Three of the sectors which Fort Collins-based Wolf Robotics has focused on — mining, energy, and agriculture — have been depressed since 2014, but CEO and President Doug Rhoda is sure those industries will recover. He’s also seen new opportunities emerge because the company’s acquisition last year by Lincoln Electric Holdings, a global leader in robotic arc welding systems.

Rhoda says the acquisition has brought Lincoln’s business expertise and global reach as well as opportunities like computer-aided robotics for steel construction. Wolf has won a national shipbuilding contract using robots for welding.

“We’re seeing a lot of development around collaborative robots, working with people and in confined spaces,” Rhoda says. “That’s a big trend, enabling robots into areas they haven’t been used before.”

One of Wolf’s strengths is in programming large robotics systems, especially off-line programming. A second area is additive manufacturing to build up components in layers.

Rhoda says additive manufacturing, where Lincoln Electric has strengths, will be a game-changer for the manufacturing of large parts. This is especially true in the aerospace industry because of its need for high-value parts in low-batch runs.

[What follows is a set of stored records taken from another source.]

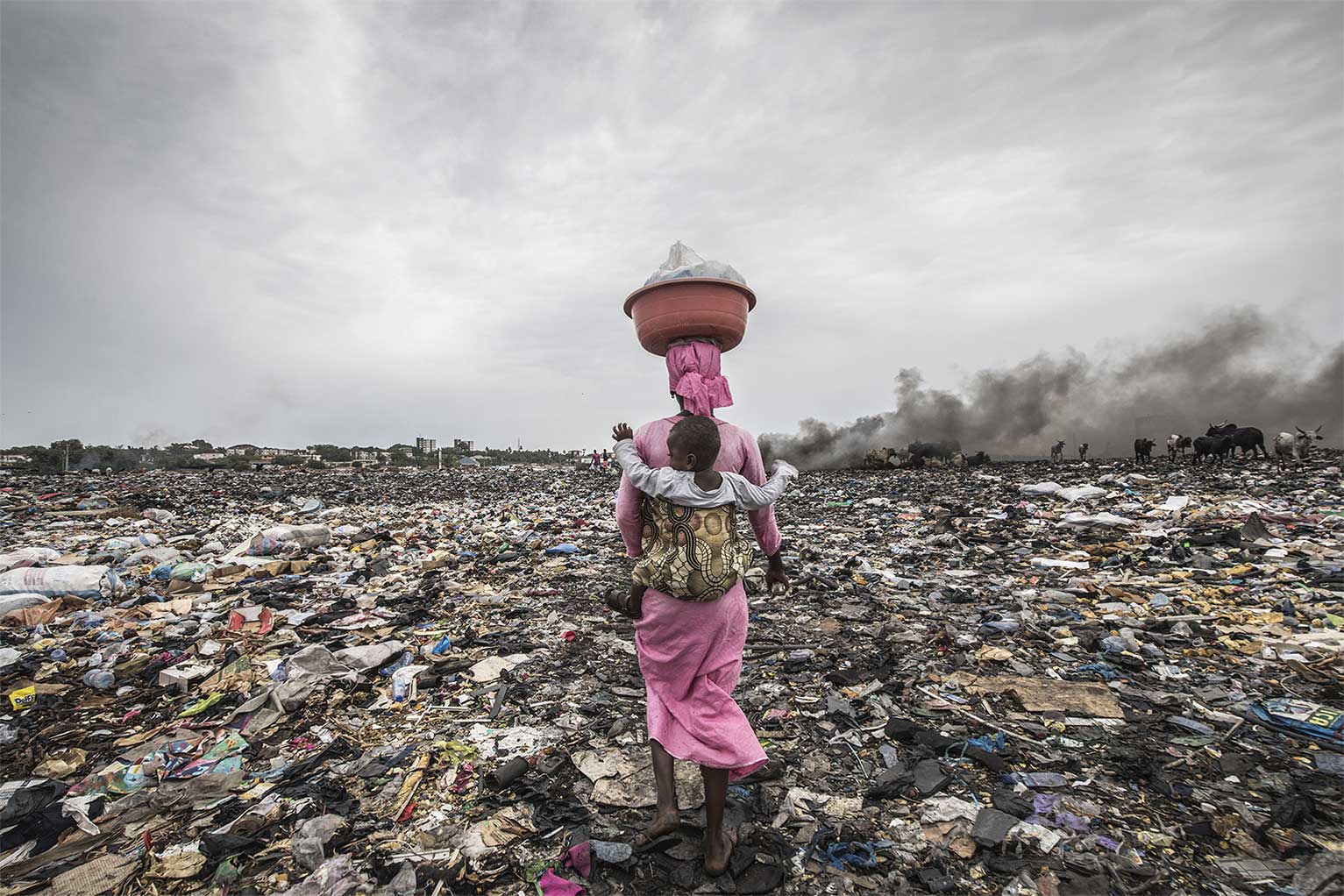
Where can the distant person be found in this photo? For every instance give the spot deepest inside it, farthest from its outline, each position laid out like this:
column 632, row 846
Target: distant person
column 691, row 653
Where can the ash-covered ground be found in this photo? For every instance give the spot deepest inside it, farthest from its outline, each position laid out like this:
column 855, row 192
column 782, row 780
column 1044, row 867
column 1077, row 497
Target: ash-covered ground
column 1028, row 678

“We want to stay focused on where we can be best in the world and that is the fabrication area,” he says. He says Wolf doesn’t expect its core business areas in mining, energy, and agriculture to show much growth in 2016 but that global population growth will see a resurgence in those fields, especially in production of farm equipment.

Centennial-based MSI Tec, as an engineering-based technology company founded in 1983, is especially interested in collaborative robotics, often working with integrators, according to Mike Barrett, vice president. He says reshoring interest is on the rise because the latest robotics technology allows U.S. manufacturers to compete financially with overseas operations, especially if the robotics are running continuously.

Joel Moser, MSI Tec’s robotics product manager, says collaborative robots are especially useful doing menial tasks like taking parts off a conveyor belt. “It’s surprising the number of tasks like that out there,” he says. “With collaborative robots these are less expensive and the ROI is better.”

Collaborative robots also are expanding the whole robotics market because they automate procedures that hadn’t been automated before, Barrett says. Manufacturers can add collaborative robots without affecting earlier investments.

MSI Tec has customers in a wide variety of industries, including general factory automation, semiconductor, oil and gas, renewable energy and medical device manufacturing. Barrett says the company has installed thousands of machine automation applications, including industrial Internet of Things (IIoT) deployments.

MSI Tec Applications Engineer Laurie Fisk trains Sawyer the robot on a customer proof-of-concept demonstration for the medical industry.

Again, there is no question that robots are going to play a big role in manufacturing. As PricewaterhouseCoopers says, “industrial robots are on the verge of revolutionizing manufacturing. As they become smarter, faster, and cheaper, they’re being called upon to do more.”

Robotic technology, already used by more than half of American manufacturers, will continue to penetrate the industry. Robots will become more skillful at basic tasks as well as coming out of their cages to work hand-in-hand with humans, learning collaborative skills by “watching” human instructors, PwC says.

This “rise of the robots” is expected to completely change U.S. manufacturing in the years ahead.